The caller said he was Dr. Ralph Greenson, “Miss Monroe’s psychiatrist.” Clemmons asked for the address and said he’d be right over.

“My mind was racing,” he said, with the tiniest smile. “I mean, you can imagine-if this thing was on the level, all hell would break loose. So I go out there myself, and don’t waste any time about it. No need for a siren, though-streets deserted, and if she really was dead, Marilyn Monroe wasn’t going anywhere.”

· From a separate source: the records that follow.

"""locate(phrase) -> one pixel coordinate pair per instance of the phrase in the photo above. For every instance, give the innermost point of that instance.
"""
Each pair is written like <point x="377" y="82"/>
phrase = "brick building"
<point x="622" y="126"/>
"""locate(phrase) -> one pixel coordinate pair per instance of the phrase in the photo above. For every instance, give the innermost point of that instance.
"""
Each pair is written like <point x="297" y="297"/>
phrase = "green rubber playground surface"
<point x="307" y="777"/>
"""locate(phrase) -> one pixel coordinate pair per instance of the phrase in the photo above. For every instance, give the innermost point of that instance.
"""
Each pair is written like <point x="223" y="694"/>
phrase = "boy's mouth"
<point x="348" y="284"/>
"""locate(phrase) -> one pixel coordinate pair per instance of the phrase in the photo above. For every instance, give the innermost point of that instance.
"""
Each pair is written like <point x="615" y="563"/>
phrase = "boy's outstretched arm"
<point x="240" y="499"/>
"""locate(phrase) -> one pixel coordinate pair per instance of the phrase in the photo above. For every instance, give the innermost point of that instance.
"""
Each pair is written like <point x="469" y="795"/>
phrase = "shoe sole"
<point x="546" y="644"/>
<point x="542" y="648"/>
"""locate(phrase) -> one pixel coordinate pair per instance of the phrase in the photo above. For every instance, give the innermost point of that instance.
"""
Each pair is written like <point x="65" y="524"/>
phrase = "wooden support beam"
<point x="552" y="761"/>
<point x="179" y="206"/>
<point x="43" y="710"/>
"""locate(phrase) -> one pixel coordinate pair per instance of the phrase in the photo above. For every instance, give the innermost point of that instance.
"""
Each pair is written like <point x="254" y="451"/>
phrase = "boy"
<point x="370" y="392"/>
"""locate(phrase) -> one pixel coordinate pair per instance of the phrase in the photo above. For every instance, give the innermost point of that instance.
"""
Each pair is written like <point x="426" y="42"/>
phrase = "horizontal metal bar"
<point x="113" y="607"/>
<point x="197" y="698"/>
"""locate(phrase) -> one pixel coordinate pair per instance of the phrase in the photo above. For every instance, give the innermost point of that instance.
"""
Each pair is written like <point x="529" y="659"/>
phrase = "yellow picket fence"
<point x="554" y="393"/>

When he turned down the little dead-end alley of Fifth Helena Drive, he found the gates open, and pulled into the brick courtyard. A few cars were there, and he apologized to me that he didn’t spend any time committing their makes to memory or writing down any license numbers.

“But then, there were no lights on at all outside the Monroe house,” he said. “Porch and garage all dark. Not even pool lights, and damn few on in the house. Only sounds were police calls from my radio and a dog barking.”

Maf, Marilyn’s poodle, most likely.

“So I go up and knock on the door. I can hear footsteps, more than one person whispering, but I must have stood there a full minute before the porch light comes on and that Murray woman answers.” He shook his head. “ She was a hell of a character-all whispery and nervous and afraid of her own shadow.”

“How did that strike you, her odd demeanor?”

“To me, she seemed dishonest right off the bat. I couldn’t put my finger on what was wrong, Mr. Heller, not right then… but I knew something was off about the woman.”

Immediately the housekeeper led the police sergeant to the bedroom, “very near the front door, actually,” where a sheet-covered body sprawled across the bed. A shock of platinum-blonde hair poked up onto a pillow.